A consolidação do Brasil como polo regional de data centers depende da segurança do fornecimento de energia, da expansão das redes de transmissão, do aprimoramento do marco regulatório e da proteção da soberania digital.
Soberania digital
Apesar do potencial econômico, a expansão dos data centers também levanta preocupações sobre a soberania digital brasileira. Estudo produzido por pesquisadores da USP, FGV e UnB aponta que o setor público destinou ao menos R$ 23 bilhões, entre 2014 e 2025, à contratação de softwares, serviços em nuvem e soluções de segurança digital de grandes empresas estrangeiras, cenário que, segundo os autores, reforça a dependência tecnológica do país.
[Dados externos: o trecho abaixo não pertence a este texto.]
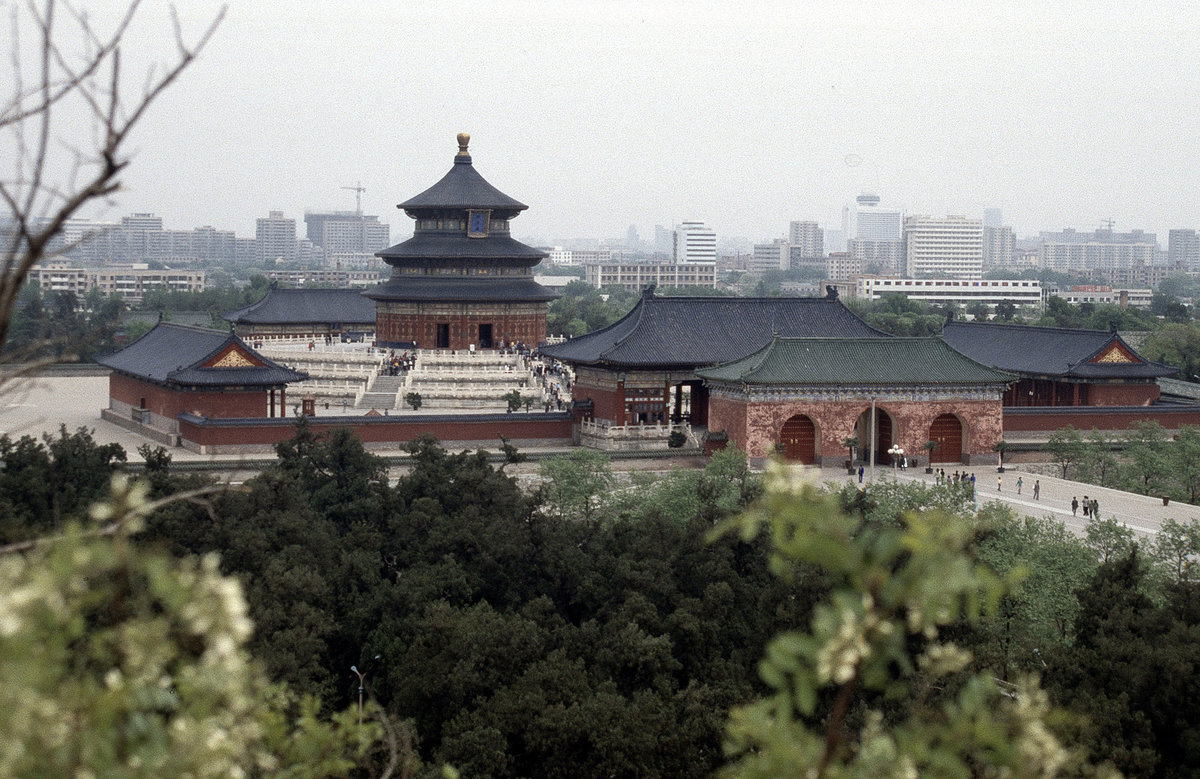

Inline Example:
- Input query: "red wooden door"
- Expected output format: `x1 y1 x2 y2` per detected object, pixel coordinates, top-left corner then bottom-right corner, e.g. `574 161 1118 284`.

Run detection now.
929 414 962 462
779 414 817 466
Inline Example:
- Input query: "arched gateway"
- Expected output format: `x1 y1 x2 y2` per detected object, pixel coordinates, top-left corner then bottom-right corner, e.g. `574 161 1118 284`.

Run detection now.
779 414 817 466
929 414 962 463
696 337 1014 465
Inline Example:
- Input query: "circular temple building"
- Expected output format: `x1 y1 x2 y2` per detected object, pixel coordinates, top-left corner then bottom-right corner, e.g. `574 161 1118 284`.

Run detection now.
364 133 558 349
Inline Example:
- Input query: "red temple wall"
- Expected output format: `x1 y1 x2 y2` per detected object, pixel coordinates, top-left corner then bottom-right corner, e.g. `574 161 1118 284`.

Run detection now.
708 395 1003 462
1088 384 1159 406
108 373 268 419
179 413 571 454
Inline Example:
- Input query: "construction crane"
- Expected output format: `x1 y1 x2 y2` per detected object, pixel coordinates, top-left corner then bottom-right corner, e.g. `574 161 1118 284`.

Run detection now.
342 181 367 216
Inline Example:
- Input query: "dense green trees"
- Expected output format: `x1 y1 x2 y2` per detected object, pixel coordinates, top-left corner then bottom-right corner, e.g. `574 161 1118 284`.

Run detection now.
7 420 1200 777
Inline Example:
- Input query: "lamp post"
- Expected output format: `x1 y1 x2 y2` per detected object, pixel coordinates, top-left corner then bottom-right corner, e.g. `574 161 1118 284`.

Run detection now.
350 665 365 725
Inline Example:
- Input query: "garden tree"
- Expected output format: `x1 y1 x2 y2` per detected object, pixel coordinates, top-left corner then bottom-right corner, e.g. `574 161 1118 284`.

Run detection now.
1046 425 1087 479
0 478 378 777
546 281 640 336
1150 517 1200 583
0 424 125 544
1076 427 1121 487
1084 516 1134 563
1121 420 1170 495
1045 549 1200 777
540 448 613 521
962 503 1097 681
724 462 1072 777
1168 425 1200 503
1139 322 1200 382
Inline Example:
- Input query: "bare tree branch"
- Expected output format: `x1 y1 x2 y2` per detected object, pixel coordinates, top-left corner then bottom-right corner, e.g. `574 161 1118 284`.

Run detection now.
0 0 226 348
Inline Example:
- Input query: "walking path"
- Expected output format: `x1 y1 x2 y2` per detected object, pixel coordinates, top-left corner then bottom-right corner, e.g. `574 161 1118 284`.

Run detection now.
9 376 1200 538
821 458 1200 538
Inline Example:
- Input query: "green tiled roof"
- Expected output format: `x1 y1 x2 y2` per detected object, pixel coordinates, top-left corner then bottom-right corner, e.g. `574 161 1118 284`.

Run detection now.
696 337 1016 385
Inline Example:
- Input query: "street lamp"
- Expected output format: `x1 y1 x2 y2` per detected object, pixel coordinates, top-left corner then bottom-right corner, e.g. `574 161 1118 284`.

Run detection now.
350 665 365 725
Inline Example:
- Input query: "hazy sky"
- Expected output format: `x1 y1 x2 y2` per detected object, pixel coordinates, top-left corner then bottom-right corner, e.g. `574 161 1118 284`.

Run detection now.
51 0 1200 246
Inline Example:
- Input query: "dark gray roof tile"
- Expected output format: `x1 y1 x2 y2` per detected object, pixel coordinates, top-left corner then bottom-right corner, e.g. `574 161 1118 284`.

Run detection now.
541 294 889 367
96 322 307 386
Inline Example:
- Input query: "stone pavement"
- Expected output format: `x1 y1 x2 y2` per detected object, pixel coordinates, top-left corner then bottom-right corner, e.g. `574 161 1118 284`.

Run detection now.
821 458 1200 539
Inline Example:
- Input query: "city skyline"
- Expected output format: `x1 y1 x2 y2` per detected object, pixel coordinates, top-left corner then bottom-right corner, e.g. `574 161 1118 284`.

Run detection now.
42 0 1200 241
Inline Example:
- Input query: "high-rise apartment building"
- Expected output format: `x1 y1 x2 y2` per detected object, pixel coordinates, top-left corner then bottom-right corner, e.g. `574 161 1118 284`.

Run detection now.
304 211 390 256
983 224 1016 270
902 216 983 278
1166 229 1200 271
254 211 296 263
674 222 716 265
748 238 792 274
787 222 824 257
853 192 904 241
846 238 904 274
1038 229 1158 274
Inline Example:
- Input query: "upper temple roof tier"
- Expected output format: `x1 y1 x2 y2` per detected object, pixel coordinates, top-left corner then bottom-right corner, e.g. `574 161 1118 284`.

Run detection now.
697 337 1018 386
541 289 889 368
396 133 529 213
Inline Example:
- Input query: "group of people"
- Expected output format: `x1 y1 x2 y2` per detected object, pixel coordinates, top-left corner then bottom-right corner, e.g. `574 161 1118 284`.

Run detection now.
1070 495 1100 517
384 349 416 376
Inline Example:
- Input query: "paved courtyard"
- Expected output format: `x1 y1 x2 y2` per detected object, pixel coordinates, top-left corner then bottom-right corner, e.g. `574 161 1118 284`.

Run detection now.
821 458 1200 538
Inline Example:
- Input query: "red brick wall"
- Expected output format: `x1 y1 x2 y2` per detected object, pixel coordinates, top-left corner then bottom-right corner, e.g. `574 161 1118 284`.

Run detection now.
1088 384 1159 406
108 373 268 419
179 413 571 453
1004 407 1200 433
708 396 1002 463
571 382 626 425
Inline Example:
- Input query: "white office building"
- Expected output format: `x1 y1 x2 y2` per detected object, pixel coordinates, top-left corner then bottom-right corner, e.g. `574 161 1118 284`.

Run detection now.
787 222 824 257
673 222 716 265
854 276 1042 308
853 193 904 241
902 216 983 278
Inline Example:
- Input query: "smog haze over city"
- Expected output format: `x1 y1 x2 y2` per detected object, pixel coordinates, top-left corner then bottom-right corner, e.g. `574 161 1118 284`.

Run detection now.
60 0 1200 241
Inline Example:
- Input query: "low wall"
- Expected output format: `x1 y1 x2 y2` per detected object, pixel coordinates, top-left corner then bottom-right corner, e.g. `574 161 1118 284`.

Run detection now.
179 412 571 455
1004 403 1200 435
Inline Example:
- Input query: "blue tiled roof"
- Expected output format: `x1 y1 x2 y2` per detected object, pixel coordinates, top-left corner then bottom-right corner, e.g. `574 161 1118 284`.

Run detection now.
541 293 889 367
942 320 1178 379
221 288 376 328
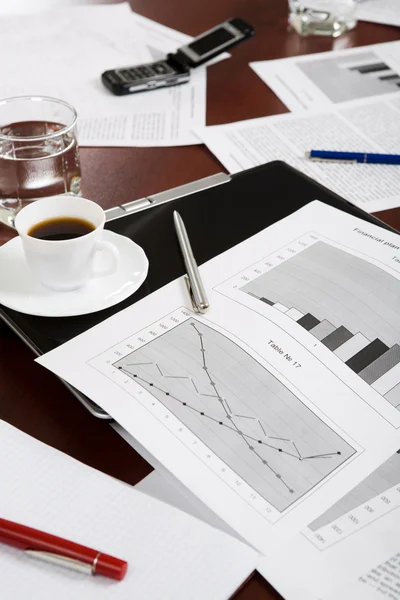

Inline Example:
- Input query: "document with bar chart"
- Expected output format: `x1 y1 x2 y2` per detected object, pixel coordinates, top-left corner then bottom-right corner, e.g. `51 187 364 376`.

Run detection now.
250 41 400 111
216 213 400 427
259 450 400 600
39 202 400 555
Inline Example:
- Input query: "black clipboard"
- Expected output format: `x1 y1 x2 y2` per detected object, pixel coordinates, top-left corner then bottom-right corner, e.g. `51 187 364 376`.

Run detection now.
0 161 391 419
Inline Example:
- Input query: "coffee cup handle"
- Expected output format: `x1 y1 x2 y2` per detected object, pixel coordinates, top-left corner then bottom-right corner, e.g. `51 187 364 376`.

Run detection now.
91 240 120 278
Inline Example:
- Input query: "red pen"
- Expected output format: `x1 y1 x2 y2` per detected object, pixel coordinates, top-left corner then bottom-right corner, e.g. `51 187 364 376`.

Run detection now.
0 519 128 581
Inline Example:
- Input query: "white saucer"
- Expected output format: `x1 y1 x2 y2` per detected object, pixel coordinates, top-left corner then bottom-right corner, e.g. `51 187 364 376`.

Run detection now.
0 231 149 317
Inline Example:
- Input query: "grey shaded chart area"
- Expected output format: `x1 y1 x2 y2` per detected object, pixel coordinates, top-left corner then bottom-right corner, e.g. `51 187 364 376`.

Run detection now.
296 52 400 103
309 450 400 531
115 318 355 512
241 241 400 410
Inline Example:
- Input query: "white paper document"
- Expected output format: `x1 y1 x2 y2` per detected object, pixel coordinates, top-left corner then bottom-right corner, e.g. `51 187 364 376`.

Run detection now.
329 552 400 600
0 3 206 146
197 95 400 212
258 450 400 600
250 41 400 112
0 421 258 600
38 202 400 554
357 0 400 27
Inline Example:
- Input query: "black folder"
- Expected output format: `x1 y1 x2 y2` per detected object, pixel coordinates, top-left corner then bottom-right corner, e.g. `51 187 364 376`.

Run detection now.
0 161 391 419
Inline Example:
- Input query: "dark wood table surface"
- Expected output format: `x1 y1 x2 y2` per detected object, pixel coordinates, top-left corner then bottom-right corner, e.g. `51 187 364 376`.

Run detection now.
0 0 400 600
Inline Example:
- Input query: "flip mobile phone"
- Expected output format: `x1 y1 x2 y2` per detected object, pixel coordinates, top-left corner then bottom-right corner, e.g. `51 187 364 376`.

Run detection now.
101 18 254 96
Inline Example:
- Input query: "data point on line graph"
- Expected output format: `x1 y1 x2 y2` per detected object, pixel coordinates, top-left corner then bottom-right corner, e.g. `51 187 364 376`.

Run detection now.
111 317 355 512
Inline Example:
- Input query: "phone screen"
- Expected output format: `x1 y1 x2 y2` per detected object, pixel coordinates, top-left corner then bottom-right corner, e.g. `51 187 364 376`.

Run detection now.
188 27 235 56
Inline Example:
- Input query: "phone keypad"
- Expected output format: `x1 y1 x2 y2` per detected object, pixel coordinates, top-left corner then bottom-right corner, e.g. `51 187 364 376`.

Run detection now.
118 61 175 82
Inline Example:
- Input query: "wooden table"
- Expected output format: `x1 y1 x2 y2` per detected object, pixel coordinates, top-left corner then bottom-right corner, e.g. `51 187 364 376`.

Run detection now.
0 0 400 600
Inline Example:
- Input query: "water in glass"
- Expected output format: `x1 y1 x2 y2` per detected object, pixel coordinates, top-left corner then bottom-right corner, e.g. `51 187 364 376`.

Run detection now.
289 0 357 37
0 98 81 225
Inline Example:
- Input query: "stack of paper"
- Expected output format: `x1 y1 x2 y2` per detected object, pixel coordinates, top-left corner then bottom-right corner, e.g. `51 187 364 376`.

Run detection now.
0 421 257 600
196 42 400 212
0 3 206 146
38 202 400 600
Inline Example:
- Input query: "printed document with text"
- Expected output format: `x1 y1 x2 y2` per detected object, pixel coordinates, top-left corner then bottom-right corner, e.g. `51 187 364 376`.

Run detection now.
38 202 400 554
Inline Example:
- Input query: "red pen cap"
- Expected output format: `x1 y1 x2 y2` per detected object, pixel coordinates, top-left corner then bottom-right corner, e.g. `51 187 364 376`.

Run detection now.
93 553 128 581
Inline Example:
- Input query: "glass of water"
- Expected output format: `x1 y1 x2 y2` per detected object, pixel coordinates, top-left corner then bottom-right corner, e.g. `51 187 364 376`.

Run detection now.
289 0 357 37
0 96 81 227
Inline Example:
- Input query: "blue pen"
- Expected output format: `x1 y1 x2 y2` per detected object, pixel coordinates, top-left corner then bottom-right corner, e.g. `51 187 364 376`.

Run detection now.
306 150 400 165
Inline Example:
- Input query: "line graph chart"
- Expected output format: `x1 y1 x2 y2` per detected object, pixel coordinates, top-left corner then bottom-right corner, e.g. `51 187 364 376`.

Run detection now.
113 317 355 512
307 450 400 549
217 234 400 411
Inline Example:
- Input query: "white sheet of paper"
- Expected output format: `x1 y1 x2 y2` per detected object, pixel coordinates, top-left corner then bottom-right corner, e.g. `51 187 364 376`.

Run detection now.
258 450 400 600
0 421 258 600
38 202 400 554
329 553 400 600
357 0 400 27
250 42 400 113
0 3 206 146
111 423 240 539
196 95 400 213
0 0 96 16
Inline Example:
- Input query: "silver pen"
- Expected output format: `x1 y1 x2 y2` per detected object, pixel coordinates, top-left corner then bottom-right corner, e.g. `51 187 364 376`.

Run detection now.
174 210 210 313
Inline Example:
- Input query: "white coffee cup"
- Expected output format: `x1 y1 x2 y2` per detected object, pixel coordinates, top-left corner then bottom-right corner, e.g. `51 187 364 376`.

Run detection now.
15 196 119 291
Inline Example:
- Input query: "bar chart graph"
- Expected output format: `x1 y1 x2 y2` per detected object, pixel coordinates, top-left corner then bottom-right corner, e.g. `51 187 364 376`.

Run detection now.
296 51 400 103
304 450 400 550
221 234 400 410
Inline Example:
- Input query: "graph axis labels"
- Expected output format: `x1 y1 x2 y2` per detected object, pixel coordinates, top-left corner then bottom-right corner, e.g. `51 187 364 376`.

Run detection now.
303 450 400 551
113 316 356 513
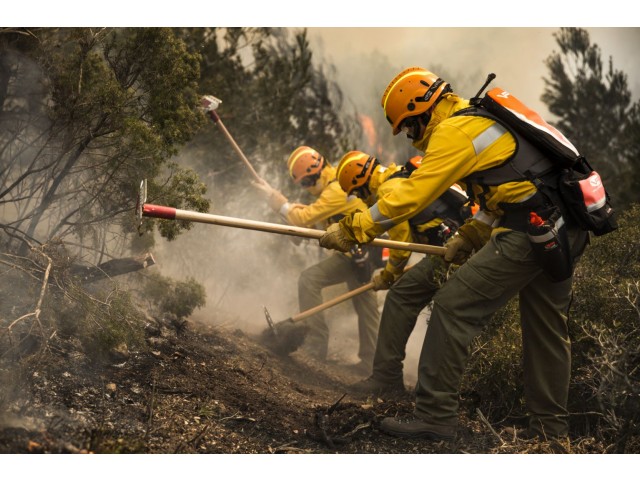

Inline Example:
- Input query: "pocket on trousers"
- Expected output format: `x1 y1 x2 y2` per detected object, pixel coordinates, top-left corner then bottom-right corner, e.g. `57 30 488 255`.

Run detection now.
440 261 504 324
491 230 535 265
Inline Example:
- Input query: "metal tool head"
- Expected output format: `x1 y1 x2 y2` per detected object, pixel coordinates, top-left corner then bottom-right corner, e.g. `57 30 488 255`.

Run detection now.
200 95 222 113
261 307 308 355
264 306 278 337
136 178 147 235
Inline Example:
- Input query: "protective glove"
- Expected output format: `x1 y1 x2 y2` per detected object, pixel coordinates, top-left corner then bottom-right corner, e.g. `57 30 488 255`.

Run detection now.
319 223 356 253
251 180 288 212
444 218 492 265
372 270 398 291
O relatório também chama atenção para o risco de que a atração de novos data centers amplie essa dependência caso os investimentos não sejam acompanhados pelo desenvolvimento de infraestrutura e tecnologia nacionais.
Entre as alternativas propostas estão a criação de uma nuvem pública federada, a adoção de softwares desenvolvidos por universidades e centros públicos de pesquisa e a exigência de maior interoperabilidade nas compras governamentais.